# How does one make a little box, in Word, for putting check marks in?



## haskellbob

The question is there already in the title; I want to find out how to make a little box in the context of text (in the context of text?) in the sequence of text, a box that would be like text and not some other thing, in which a checkmark could be placed. Anybody know how to do that?

Thanks, 

Bob Haskell (I _am related to Eddie Haskell, if they called my great-grandfather Eddie. His name was Edward Haskell)._


----------



## E-Liam

Hi,

click on View | Toolbars | Forms. You'll see the checkbox icon on the new toolbar. Click it and it will place the checkbox on the page where the cursor is.
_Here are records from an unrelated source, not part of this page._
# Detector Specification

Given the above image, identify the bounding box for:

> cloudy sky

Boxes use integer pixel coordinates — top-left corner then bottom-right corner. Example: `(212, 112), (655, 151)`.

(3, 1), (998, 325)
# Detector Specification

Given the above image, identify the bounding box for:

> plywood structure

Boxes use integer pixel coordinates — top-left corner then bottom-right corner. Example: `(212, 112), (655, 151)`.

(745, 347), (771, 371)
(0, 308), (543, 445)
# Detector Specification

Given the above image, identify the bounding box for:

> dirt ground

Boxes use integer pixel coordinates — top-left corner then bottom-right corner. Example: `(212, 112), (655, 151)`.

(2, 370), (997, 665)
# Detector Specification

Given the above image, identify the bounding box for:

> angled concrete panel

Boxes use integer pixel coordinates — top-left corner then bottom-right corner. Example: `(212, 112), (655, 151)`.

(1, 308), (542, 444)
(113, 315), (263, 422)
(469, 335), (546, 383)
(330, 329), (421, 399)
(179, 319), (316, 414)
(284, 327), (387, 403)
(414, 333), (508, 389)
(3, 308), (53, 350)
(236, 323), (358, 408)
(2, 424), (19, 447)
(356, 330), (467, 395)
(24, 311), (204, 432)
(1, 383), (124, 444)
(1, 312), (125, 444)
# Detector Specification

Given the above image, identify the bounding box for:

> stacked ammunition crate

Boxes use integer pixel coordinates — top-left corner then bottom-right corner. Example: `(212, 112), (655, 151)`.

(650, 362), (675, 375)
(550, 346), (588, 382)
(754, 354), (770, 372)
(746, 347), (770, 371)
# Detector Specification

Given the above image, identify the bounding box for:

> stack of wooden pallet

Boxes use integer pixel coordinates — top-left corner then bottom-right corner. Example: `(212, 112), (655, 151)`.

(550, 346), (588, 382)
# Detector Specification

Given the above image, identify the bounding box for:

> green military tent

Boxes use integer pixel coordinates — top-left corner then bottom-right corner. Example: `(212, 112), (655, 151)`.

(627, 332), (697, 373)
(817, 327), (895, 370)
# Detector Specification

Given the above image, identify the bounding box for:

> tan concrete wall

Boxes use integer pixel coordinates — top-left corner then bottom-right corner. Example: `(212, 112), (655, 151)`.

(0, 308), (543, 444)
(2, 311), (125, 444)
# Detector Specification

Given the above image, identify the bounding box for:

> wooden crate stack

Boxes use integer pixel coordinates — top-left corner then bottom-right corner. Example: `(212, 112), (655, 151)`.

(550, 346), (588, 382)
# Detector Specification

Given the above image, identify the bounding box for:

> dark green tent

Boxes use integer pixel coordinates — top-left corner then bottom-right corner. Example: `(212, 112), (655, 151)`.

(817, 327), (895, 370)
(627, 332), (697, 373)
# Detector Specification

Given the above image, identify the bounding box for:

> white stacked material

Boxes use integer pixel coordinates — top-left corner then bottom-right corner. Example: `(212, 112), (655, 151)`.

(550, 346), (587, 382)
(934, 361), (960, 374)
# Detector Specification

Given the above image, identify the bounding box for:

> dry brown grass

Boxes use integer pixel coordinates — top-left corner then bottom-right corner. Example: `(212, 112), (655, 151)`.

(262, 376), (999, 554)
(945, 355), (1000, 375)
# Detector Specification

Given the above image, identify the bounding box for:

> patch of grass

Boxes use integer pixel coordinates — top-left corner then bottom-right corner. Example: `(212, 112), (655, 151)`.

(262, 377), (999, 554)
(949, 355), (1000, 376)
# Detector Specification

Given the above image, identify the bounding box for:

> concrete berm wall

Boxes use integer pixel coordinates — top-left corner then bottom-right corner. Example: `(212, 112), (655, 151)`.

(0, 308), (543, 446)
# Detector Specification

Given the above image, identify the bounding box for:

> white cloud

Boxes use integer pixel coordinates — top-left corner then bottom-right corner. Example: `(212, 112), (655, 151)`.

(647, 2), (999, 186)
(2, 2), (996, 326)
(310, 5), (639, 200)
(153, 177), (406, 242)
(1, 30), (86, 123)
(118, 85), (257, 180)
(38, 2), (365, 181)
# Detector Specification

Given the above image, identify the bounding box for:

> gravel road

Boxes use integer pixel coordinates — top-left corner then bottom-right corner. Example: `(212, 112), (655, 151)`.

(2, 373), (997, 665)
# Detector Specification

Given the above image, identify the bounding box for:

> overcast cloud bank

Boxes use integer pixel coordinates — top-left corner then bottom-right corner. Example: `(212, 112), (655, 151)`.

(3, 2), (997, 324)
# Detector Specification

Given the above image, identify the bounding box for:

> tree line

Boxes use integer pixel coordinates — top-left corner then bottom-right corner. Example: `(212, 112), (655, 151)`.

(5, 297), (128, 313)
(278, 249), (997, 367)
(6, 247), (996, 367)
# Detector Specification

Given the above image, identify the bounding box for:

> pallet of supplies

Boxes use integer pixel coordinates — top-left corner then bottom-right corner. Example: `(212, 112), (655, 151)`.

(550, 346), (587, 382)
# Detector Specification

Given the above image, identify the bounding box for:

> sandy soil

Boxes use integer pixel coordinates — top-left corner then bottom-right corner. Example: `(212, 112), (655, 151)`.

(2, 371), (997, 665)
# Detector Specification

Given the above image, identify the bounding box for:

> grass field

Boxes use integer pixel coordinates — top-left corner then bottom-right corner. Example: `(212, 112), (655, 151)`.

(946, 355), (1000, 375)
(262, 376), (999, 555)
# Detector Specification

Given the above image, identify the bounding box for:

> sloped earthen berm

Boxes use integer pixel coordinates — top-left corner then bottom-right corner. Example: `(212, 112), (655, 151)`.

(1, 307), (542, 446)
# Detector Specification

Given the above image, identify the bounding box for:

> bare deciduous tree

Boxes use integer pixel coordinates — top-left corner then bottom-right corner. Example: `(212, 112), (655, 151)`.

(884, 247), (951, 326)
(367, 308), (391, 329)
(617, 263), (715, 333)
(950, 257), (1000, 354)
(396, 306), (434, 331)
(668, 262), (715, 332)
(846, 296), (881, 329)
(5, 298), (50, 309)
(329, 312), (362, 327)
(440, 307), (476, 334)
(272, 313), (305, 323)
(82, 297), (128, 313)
Click the padlock icon (on the toolbar) and it's ready to go. 

Cheers

Liam


----------



## haskellbob

Well, now I've inserted boxes, but I can't seem to get any text in them, much less the checkmarks - although the box is shown with a checkmark in it on the toolbar! What now??

Thanks.


----------



## Glaswegian

Hi

What E-Liam described was a *checkbox* - the only thing you can put in it is a check mark (tick). What exactly are you trying to do with this? Is it for text or something else?


----------



## haskellbob

*Putting a check in the box is what I want to do... but I can't figure out how...*

Uh... the caption says it all, I think. Seems like some step is missing. I have Office 2000 - does that make a difference?


----------



## haskellbob

*The step that was missing was the padlock...*

So the word processor known as Microsoft Word 2000 puts an "X" - rather than a check - in the boxy? Or is there a way to change that to a check?


----------



## Glaswegian

You will get a cross if you use the Forms version. Try the Control Toolbox (right click on a space beside your toolbars and then choose the Control Toolbox from the list). Click on the checkbox icon and then draw your checkbox on the page, then click off design mode (the blue triangle icon). This is the one that will put a tick in the box rather than a cross.


----------